Thüringens BSW-Co-Chefin und Finanzministerin Katja Wolf hält eine Debatte über ein AfD-Verbotsverfahren derzeit für den falschen Ansatz. «Natürlich müssen wir genau hinschauen, inwieweit die AfD verfassungsfeindlich ist», sagte sie der «Rheinischen Post». Ihrer Meinung nach sei der Zeitpunkt für eine klare Entscheidung aber noch nicht gekommen. «Insofern ist ein Fokus auf die Verbotsdebatte gefährlich für das demokratische System.»

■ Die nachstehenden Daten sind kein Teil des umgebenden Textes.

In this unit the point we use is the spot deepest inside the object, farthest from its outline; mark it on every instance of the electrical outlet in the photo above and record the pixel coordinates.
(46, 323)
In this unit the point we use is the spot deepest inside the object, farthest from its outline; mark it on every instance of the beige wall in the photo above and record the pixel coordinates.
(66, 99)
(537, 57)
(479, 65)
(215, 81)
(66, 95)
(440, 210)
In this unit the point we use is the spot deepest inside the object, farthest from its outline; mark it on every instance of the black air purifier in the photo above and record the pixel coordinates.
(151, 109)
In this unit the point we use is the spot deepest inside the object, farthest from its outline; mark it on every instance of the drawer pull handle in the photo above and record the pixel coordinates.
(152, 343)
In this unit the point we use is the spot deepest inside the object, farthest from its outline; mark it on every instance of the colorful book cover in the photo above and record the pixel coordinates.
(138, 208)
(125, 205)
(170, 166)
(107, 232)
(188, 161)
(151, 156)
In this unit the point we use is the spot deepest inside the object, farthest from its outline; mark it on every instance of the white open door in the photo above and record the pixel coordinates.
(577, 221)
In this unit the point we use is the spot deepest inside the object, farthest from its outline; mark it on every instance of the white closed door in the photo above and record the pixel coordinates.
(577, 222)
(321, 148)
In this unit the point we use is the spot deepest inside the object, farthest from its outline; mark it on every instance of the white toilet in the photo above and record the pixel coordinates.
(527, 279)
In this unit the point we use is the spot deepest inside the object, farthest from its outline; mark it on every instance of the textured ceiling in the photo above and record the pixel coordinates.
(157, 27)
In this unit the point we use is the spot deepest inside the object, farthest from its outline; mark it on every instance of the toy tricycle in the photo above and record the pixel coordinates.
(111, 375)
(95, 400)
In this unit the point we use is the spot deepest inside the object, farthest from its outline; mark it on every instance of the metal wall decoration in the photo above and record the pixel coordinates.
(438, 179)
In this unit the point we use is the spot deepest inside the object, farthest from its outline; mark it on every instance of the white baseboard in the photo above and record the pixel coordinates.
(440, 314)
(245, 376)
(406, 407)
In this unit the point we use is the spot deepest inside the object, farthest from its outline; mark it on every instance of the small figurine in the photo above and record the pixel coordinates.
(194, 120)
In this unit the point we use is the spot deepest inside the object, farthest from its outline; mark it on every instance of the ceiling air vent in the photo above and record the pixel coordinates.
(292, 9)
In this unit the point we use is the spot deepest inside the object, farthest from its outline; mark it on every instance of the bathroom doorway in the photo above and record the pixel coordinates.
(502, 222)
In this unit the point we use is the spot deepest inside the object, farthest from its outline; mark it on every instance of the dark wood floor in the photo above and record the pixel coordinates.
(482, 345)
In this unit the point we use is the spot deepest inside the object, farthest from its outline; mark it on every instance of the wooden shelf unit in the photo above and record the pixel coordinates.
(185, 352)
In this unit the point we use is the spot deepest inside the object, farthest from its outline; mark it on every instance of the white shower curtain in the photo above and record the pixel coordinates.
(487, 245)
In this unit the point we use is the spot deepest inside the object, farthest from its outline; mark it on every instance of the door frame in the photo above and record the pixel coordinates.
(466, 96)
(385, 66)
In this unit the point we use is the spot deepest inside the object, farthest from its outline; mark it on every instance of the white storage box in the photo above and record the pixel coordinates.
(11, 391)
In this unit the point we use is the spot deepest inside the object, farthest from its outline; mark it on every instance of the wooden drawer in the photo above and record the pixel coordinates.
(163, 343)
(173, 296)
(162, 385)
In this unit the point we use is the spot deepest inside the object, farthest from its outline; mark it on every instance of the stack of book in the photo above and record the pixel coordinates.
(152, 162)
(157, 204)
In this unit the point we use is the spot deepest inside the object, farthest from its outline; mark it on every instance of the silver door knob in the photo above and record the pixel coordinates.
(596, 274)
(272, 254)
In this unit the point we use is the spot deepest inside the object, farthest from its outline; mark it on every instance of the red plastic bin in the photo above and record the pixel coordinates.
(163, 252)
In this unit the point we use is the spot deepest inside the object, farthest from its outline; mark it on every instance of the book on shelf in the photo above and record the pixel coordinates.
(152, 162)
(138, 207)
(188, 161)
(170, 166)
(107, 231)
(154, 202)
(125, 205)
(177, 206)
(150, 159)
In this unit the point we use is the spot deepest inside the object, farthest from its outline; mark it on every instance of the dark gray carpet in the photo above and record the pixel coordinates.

Offenheit in der SPD für Verbotsverfahren
Die Debatte über ein mögliches AfD-Verbotsverfahren hat zuletzt wieder an Dynamik gewonnen. Vor allem aus den Reihen der SPD zeigten sich immer mehr Politikerinnen und Politiker offen dafür. SPD-Chef Lars Klingbeil hatte bei einem Landesparteitag der niedersächsischen SPD gesagt, ein AfD-Verbot dürfe nicht vom Tisch genommen werden. «Wenn der Verfassungsschutz feststellt, dass das eine gesichert rechtsextreme Partei ist, dann müssen alle Maßnahmen ergriffen und geprüft werden», hatte er gesagt.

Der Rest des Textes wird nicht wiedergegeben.